Set It and Forget It: How to Grow Wealth Through Automated Investing

Written by Shara Cox

When it comes to growing your wealth, consistency is often more important than timing the market. While many people have good intentions to save and invest regularly, life's expenses and competing priorities can make it difficult to follow through. That's where automation can make a significant difference.

By setting up an investment account and automatically directing a portion of your wages into it each pay cycle, you can build long-term wealth with minimal effort and remove the temptation to spend money that could otherwise be working for your future.

Why Automate Your Savings?

The biggest advantage of automation is that it turns investing into a habit rather than a decision. Instead of waiting to see what's left at the end of the month, a set amount is invested as soon as you are paid.

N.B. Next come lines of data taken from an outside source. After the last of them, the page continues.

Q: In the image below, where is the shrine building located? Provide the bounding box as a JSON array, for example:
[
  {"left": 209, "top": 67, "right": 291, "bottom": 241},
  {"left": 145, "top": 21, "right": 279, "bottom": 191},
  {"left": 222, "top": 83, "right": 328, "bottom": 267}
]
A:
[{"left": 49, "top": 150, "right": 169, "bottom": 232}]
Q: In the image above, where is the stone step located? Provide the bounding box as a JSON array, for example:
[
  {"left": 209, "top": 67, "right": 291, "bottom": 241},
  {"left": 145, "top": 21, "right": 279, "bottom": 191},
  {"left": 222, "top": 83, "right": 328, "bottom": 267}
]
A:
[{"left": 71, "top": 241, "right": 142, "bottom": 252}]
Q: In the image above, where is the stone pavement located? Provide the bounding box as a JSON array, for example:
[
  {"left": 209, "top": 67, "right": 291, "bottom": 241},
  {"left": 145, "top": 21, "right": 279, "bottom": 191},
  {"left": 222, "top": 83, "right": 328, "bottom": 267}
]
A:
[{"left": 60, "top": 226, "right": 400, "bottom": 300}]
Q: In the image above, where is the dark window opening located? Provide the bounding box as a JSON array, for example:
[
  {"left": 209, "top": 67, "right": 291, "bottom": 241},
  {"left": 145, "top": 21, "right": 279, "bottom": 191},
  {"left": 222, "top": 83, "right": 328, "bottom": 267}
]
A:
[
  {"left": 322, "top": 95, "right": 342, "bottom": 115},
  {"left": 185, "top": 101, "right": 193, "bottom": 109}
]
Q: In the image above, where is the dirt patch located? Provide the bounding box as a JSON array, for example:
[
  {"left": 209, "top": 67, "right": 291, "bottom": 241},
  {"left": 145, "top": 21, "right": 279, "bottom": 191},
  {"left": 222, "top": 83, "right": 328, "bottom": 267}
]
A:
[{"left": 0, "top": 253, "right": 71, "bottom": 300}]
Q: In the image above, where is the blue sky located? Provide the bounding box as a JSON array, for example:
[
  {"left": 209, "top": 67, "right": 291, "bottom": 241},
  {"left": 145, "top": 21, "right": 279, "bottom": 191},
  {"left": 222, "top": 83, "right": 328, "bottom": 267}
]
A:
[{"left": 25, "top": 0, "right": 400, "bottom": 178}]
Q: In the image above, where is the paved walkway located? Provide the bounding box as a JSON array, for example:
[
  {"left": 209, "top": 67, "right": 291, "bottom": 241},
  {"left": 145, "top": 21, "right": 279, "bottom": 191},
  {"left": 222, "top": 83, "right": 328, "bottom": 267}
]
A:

This approach follows the principle of "paying yourself first" and can help you:

  • Stay disciplined with your financial goals

  • Reduce the temptation to spend surplus cash

  • Benefit from regular investing regardless of market conditions

  • Build wealth steadily over time

  • Avoid the stress of trying to time investment markets

Even small, regular contributions can add up significantly over the years thanks to the power of compounding returns.

Getting Started

The first step is to establish an investment account that aligns with your goals and risk tolerance. This could include:

  • A managed investment fund

  • An exchange-traded fund (ETF) portfolio

  • An investment platform offering diversified portfolios

  • A brokerage account for direct investments

A financial adviser can help determine the most suitable investment strategy based on your objectives, investment timeframe and risk profile.

Set Up an Automatic Contribution

Once your investment account is established, arrange for a fixed amount of your salary to be invested automatically each pay period.

Many employers allow wages to be split between multiple bank accounts, making it easy to direct a nominated amount straight to an investment account. Alternatively, you can establish a recurring transfer from your everyday bank account immediately after payday.

The key is to make the process automatic so that it happens without requiring any ongoing decisions.

The Benefits of Regular Investing

Investing the same amount regularly allows you to take advantage of a strategy known as dollar-cost averaging.

When markets fall, your regular contribution purchases more investment units. When markets rise, it purchases fewer units. Over time, this can smooth out the impact of market volatility and reduce the pressure of deciding when to invest.

Regular investing helps shift the focus away from short-term market movements and towards long-term wealth creation.

Start Small and Increase Over Time

One common misconception is that you need a large amount of money to start investing. In reality, many successful investors begin with modest contributions and gradually increase them as their income grows.

Consider directing:

  • Part of a salary increase

  • Annual bonuses

  • Tax refunds

  • Other windfalls

into your investment account.

By increasing contributions over time, you may accelerate your progress towards important financial goals such as purchasing a home, funding education expenses, or building a comfortable retirement.

Make Your Future Self a Priority

Building wealth doesn't have to be complicated. By establishing an investment account and automating regular contributions from your wages, you create a simple system that works in the background while you focus on other priorities.

The most successful investment plans are often the ones that require the least effort to maintain. Taking a "set and forget" approach can help you stay consistent, reduce financial stress, and steadily move closer to your long-term financial goals.

If you'd like assistance establishing an investment strategy that suits your circumstances, speak with your financial adviser about the options available and how automated investing could form part of your overall financial plan.